Agosto de 1940
Hasta el momento del choque final, el bombardero cayó en silencio. Aunque sólo un motor se había incendiado, ninguno de los dos funcionaba ahora, y las llamas y el humo que envolvían el fuselaje dejaban en el cielo una espesa estela negra. El aparato estalló junto al recodo del río.
Entretanto, los dos pilotos alemanes que habían escapado de la nave flotaban a la deriva sobre Richmond Hill, oscilando bajo los paracaídas.
Lloyd se protegió los ojos con las manos para ver dónde irían a aterrizar. Uno había tardado un poco más en saltar del avión, y estaba mucho más cerca, cayendo lentamente hacia el río.
Al parecer las autoridades de la Defensa Civil urbana habían sido alertadas, pues unos minutos más tarde Lloyd oyó el campanilleo de los coches de la policía y la sirena de los bomberos.
Notó un movimiento, cerca, y se volvió. A los dos congeladores que habían estado siguiéndolo, se habían unido ahora otros dos; uno de ellos era la mujer que había visto en la taberna. El que parecía más joven ya había levantado el instrumento y lo apuntaba hacia la orilla opuesta del río, pero los otros tres estaban diciéndole algo. (Lloyd podía ver el movimiento de los labios, y la expresión de los rostros, pero como siempre no alcanzaba a oírlos.) El joven apartó con un movimiento la mano compulsiva de uno de los otros y avanzó resueltamente hasta el borde del agua.
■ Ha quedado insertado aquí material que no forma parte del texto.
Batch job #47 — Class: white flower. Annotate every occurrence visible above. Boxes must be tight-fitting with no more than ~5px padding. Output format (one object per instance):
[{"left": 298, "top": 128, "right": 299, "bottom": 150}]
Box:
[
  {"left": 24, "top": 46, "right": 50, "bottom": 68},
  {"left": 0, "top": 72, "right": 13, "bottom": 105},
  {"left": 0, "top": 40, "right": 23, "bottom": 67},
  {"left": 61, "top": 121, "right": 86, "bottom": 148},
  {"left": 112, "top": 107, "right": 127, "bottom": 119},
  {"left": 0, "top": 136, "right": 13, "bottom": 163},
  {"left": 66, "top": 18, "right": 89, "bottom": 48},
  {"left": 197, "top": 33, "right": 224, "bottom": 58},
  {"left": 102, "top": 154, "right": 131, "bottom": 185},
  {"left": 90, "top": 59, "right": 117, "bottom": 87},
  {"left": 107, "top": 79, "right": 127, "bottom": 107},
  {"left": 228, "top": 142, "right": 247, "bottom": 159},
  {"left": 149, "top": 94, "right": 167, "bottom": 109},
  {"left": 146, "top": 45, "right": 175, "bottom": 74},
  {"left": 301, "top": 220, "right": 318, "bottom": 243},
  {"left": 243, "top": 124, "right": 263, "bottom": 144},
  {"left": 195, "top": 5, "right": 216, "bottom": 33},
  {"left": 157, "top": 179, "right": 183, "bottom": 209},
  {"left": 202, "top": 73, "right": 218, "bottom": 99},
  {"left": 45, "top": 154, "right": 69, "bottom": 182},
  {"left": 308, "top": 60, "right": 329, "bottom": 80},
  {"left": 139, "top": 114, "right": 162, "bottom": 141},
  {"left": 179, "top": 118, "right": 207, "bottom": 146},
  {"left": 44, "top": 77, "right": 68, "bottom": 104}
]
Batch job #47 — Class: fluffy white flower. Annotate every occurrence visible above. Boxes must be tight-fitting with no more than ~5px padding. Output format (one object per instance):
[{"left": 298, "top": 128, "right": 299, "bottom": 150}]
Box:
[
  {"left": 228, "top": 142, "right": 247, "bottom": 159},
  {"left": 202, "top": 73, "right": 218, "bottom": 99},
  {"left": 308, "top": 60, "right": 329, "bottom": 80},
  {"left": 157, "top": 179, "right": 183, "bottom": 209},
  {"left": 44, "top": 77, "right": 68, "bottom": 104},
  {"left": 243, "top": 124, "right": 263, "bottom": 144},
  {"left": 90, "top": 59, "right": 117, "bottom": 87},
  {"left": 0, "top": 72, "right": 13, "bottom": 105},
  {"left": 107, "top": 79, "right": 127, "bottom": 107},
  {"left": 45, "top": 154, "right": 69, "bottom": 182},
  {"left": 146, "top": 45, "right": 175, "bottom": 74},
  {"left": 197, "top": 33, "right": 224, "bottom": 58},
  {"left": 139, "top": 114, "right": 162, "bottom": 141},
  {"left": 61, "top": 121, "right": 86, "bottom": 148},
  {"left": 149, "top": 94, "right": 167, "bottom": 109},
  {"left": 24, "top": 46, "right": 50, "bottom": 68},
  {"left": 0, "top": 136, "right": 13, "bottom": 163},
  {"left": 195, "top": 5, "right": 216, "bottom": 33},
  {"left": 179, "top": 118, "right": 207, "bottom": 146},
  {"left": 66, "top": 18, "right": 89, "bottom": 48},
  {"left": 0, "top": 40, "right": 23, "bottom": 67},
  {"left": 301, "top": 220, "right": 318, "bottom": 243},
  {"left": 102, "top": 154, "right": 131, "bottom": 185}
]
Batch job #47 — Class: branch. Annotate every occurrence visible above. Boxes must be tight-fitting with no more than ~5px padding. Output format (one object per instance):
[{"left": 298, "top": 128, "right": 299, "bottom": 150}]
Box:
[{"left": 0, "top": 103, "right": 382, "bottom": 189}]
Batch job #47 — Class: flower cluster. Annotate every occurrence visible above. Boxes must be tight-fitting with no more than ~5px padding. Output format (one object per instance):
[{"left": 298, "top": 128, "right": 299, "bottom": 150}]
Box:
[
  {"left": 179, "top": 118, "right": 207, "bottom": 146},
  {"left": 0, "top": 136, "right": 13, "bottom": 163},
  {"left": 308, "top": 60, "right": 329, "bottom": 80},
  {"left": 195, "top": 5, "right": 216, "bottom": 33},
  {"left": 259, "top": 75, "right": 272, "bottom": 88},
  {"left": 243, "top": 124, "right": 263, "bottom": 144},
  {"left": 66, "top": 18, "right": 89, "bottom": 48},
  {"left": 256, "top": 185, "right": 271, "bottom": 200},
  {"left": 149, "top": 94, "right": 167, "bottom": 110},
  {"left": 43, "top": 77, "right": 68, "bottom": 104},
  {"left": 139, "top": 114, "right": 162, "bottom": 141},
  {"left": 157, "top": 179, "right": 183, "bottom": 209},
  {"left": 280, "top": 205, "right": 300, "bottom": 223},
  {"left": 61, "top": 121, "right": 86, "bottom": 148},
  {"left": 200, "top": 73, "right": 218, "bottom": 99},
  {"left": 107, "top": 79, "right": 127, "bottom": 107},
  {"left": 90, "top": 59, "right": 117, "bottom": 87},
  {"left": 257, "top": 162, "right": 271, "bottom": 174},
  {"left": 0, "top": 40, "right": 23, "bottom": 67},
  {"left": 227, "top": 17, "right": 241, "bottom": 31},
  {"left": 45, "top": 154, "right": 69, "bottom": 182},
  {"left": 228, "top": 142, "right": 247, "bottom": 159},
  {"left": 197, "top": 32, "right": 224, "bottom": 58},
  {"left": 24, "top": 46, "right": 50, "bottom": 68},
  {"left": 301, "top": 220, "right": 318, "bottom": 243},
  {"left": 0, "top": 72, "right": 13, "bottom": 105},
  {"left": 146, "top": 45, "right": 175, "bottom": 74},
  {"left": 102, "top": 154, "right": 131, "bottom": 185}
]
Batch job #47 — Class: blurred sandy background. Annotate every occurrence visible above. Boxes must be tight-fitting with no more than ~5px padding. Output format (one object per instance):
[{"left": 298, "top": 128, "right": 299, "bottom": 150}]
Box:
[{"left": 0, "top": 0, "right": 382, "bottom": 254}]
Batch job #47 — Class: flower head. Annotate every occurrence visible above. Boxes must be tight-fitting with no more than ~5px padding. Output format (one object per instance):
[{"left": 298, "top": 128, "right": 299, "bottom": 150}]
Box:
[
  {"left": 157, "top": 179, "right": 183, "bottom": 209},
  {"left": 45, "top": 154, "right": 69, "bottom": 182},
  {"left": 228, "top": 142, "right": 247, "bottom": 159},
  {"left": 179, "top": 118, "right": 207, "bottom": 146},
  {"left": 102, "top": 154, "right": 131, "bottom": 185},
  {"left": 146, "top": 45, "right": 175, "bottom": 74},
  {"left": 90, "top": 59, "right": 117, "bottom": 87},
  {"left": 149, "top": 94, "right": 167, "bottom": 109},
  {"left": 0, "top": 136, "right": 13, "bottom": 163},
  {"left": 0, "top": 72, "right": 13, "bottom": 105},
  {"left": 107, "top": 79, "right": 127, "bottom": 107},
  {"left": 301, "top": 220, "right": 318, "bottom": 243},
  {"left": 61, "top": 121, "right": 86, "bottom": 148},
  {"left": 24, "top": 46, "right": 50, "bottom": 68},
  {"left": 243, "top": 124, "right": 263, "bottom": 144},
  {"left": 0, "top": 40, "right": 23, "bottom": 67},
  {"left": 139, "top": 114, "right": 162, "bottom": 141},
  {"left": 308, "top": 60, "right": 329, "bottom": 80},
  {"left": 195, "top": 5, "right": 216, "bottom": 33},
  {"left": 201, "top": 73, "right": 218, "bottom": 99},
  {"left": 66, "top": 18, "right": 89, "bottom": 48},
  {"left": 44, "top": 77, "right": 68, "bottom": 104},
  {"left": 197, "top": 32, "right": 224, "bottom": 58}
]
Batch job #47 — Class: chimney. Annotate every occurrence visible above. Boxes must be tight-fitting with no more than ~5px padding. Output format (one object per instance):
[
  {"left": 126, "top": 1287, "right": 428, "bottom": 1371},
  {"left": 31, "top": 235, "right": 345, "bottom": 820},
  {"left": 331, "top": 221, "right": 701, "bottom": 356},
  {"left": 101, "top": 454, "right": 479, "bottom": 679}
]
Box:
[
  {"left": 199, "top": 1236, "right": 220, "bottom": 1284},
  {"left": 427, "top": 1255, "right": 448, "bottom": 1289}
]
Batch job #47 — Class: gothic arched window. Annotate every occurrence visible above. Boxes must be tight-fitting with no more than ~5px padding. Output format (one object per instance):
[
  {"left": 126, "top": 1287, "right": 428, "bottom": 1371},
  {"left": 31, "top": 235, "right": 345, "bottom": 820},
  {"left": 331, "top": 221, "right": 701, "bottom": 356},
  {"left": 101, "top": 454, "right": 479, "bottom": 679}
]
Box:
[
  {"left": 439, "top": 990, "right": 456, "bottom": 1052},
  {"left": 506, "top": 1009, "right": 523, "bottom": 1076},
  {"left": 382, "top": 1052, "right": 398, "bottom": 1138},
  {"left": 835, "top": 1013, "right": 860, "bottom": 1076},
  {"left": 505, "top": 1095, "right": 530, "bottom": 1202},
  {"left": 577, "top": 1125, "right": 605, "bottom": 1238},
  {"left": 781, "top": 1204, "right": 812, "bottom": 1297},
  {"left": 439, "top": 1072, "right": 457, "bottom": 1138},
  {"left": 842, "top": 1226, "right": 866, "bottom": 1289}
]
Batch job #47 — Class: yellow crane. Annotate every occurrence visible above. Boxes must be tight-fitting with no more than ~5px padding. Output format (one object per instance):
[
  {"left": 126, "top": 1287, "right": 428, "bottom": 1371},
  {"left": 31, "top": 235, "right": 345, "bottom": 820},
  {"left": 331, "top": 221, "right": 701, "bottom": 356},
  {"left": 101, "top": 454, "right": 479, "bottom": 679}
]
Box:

Uno de los alemanes descendió cerca del linde de Richmond Park y se perdió de vista más allá de las casas, en las inmediaciones de la cresta de la Colina; el otro, retenido en el aire por una súbita ráfaga ascendente, flotó un momento sobre el río, y ahora estaba a sólo unos quince metros de altura. Lloyd veía cómo tironeaba de las cuerdas del paracaídas, tratando con desesperación de guiarlo hacia tierra. A medida que el lienzo blanco iba expulsando el aire, caía con mayor rapidez.
En la orilla del río, el joven congelador preparaba el instrumento, apuntando con la ayuda de una mira. Un momento después, los esfuerzos del alemán que trataba de evitar el agua, se vieron recompensados de un modo que él nunca hubiera imaginado; a tres metros de la superficie del río, con las rodillas levantadas para amortiguar el golpe, y un brazo aferrado a la cuerda de arriba, el alemán quedó congelado en el aire.
El congelador bajó el instrumento y Lloyd, desde la otra orilla, observó al hombre infortunado suspendido entre el cielo y la tierra.